Recurrence allows us to solve complex problems by dividing them into simpler and more manageable subproblems. By breaking down a problem, we can focus on solving each subproblem independently, which often leads to more efficient solutions.

For example: Consider the problem of calculating the factorial of a number. The factorial of a number ‘n’ is defined as the product of all positive integers less than or equal to ‘n’. We can calculate the factorial using the following recurrence relation:

`n! = n * (n-1)! for n > 0`

This recurrence relation states that the factorial of a number ‘n’ can be calculated by multiplying ‘n’ with the factorial of ‘n-1’. This allows us to break down the problem into smaller subproblems until we reach the base case where `n=0`.

At this point, we know that `0! = 1`.

## How Recurrence Works?

To solve problems using recurrence, we need to define one or more base cases that act as termination conditions for the recursion.
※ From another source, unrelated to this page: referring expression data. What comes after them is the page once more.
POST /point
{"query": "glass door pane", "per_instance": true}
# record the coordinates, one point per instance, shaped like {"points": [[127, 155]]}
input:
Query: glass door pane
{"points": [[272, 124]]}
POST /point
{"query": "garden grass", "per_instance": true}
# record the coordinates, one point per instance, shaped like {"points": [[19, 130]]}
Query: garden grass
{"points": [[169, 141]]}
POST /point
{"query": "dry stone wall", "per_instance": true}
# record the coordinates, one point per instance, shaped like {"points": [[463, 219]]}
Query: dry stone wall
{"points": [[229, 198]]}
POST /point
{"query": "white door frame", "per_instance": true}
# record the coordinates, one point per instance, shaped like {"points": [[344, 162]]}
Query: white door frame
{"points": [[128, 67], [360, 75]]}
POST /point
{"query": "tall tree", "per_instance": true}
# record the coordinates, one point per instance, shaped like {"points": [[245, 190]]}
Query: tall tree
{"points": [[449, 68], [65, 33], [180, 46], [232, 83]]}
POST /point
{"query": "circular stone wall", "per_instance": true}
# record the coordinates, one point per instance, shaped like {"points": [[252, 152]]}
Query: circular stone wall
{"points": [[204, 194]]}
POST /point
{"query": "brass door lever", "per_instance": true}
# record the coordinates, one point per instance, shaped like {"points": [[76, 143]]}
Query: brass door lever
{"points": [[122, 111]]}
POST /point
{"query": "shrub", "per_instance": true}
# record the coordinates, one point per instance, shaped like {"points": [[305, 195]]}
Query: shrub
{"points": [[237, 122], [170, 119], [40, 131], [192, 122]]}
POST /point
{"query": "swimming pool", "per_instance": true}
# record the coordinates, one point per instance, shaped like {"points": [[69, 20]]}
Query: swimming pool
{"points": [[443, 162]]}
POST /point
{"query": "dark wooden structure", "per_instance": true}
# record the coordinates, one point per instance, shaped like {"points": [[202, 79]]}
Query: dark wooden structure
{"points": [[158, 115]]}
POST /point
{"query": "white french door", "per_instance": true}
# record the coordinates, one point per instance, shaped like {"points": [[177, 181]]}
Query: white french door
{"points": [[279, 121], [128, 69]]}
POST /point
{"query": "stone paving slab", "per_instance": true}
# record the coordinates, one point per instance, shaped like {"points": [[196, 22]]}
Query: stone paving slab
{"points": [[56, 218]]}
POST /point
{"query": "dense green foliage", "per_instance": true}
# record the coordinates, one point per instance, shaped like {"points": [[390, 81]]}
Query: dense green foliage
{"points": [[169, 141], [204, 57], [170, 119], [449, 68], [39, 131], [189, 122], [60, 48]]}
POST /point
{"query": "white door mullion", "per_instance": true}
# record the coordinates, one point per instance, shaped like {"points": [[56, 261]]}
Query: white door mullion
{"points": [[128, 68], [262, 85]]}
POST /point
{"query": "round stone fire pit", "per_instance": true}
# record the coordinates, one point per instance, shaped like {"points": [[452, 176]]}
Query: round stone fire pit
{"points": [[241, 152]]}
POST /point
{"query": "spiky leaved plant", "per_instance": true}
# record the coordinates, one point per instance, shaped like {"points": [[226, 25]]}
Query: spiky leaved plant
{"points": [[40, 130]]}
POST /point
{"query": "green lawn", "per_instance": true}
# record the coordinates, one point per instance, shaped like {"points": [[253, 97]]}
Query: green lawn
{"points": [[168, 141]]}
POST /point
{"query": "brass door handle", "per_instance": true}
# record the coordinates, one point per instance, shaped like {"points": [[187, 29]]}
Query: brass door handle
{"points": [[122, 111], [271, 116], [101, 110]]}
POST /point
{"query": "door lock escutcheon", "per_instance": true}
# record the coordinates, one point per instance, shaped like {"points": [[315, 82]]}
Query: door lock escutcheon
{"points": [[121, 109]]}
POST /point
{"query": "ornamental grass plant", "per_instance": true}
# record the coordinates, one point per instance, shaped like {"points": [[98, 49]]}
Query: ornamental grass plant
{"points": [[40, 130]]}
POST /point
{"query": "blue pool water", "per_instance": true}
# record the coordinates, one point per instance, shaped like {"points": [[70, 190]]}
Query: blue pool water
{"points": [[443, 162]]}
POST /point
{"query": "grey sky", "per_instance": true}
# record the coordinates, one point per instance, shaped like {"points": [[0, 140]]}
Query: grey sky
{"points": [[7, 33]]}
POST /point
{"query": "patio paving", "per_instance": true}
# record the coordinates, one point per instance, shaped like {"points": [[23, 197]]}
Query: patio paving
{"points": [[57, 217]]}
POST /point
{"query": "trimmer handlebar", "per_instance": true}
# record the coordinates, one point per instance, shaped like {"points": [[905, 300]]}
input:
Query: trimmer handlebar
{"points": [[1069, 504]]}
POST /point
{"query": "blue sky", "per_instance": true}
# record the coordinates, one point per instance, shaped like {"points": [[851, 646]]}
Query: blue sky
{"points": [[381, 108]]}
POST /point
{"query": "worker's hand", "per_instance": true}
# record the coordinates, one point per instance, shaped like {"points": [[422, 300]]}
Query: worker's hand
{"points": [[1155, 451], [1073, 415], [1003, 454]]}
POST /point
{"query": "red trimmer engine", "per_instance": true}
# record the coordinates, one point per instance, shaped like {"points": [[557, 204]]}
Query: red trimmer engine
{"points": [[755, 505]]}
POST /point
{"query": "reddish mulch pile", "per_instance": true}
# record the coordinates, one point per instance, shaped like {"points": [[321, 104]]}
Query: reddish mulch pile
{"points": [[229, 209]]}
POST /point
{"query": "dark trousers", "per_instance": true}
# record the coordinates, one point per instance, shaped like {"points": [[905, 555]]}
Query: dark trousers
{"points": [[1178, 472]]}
These base cases represent simple instances of the problem that can be solved directly without any further recursion.

The steps involved in solving a problem using recurrence are as follows:

• Identify Subproblems: Analyze the given problem and identify the smaller subproblems that can be solved independently. These subproblems should be similar to the original problem but simpler in nature.
• Define Recurrence Relation: Define a recurrence relation that expresses the solution of a given problem in terms of solutions to its smaller subproblems.

This relation should capture the recursive nature of the problem.

• Specify Base Cases: Specify one or more base cases that define the simplest instances of the problem and their solutions. These base cases act as termination conditions for the recursion.
• Combine Solutions: Use the solutions of smaller subproblems to compute the solution of the original problem. This step often involves combining or manipulating the solutions obtained from recursion.

## Example: Fibonacci Sequence

The Fibonacci sequence is a classic example that demonstrates the use of recurrence in solving problems. The sequence is defined as follows:

`F(0) = 0, F(1) = 1`

`F(n) = F(n-1) + F(n-2) for n > 1`

This recurrence relation states that each term in the Fibonacci sequence is obtained by adding the two previous terms together. By applying this relation recursively, we can calculate any term in the sequence efficiently.

### Implementation in Python:

``````def fibonacci(n):
if n == 0:
return 0
elif n == 1:
return 1
else:
return fibonacci(n-1) + fibonacci(n-2)
``````

The above Python code demonstrates a recursive implementation of calculating Fibonacci numbers using recurrence. It uses two base cases to terminate the recursion when `n=0` or `n=1`. For any other value of `n`, it recursively calls the function to calculate the sum of the previous two terms.

## Conclusion

Recurrence is a powerful technique in data structure and algorithm that allows us to solve complex problems efficiently. By breaking down a problem into smaller subproblems and solving them independently, we can often achieve better performance and more elegant solutions. Understanding how to identify subproblems, define recurrence relations, specify base cases, and combine solutions is essential for mastering this concept.